Aku menelan ludah. “Oke, makasih, Kak…”
Aku mundur pelan dan keluar dari ruangan. Langkahku terasa ringan tapi juga menggigil. Dunia seperti kehilangan fondasi logisnya. Kalau Ale bukan panitia... siapa dia?
Atau lebih tepatnya: apa dia?
---
Malamnya, aku tak bisa tidur.
Langit kampus tampak pekat dari jendela asrama, dan suara jangkrik seperti menggema dari alam yang lebih jauh. Aku terbaring di ranjang bawah, memeluk buku catatan, dan jantungku berdebar kencang saat samar-samar aku mendengar langkah kaki melewati koridor.
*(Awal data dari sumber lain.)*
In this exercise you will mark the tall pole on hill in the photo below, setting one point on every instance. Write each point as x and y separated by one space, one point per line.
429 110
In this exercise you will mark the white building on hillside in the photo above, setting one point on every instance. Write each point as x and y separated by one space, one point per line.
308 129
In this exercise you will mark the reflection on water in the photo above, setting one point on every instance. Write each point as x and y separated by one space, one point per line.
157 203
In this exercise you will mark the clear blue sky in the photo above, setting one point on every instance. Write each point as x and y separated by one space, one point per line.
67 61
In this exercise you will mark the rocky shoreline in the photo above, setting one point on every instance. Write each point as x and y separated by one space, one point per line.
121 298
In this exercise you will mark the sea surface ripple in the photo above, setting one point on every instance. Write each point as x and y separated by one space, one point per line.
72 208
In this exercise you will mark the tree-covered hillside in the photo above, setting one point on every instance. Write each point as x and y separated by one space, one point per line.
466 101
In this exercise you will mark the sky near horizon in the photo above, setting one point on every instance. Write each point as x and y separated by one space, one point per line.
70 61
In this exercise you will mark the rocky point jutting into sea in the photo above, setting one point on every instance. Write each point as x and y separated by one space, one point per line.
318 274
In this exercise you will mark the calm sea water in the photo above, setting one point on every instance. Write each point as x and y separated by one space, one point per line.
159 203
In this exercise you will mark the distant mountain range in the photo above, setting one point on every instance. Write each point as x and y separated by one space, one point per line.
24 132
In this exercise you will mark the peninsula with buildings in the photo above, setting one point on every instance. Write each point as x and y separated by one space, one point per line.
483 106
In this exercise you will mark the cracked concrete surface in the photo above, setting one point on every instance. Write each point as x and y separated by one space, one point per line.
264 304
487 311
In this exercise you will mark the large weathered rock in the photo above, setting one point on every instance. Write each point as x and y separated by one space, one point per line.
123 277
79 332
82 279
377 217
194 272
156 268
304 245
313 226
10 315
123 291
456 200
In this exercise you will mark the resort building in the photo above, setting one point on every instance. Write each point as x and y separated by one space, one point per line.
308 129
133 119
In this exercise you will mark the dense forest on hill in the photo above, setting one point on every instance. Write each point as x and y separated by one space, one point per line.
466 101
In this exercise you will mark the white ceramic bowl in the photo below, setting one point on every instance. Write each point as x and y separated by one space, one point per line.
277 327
Langkah itu berhenti tepat di depan kamar kami. Hening. Nafasku tertahan.
Lalu...
Tok. Tok. Tok.
Tiga ketukan pelan di pintu.
Nayla terlelap. Aku tak sanggup bangkit. Mataku tertuju pada pintu yang tak bergerak. Lalu kulihat... secarik kertas diselipkan di bawah celahnya.
Aku menunggu beberapa menit sebelum bangkit dengan tangan gemetar. Kukutip kertas itu dan kubuka perlahan.
Tulisan tangan yang sama. Kalimat baru.
“Besok pukul empat sore. Di taman belakang. Ada sesuatu yang harus kamu tahu.”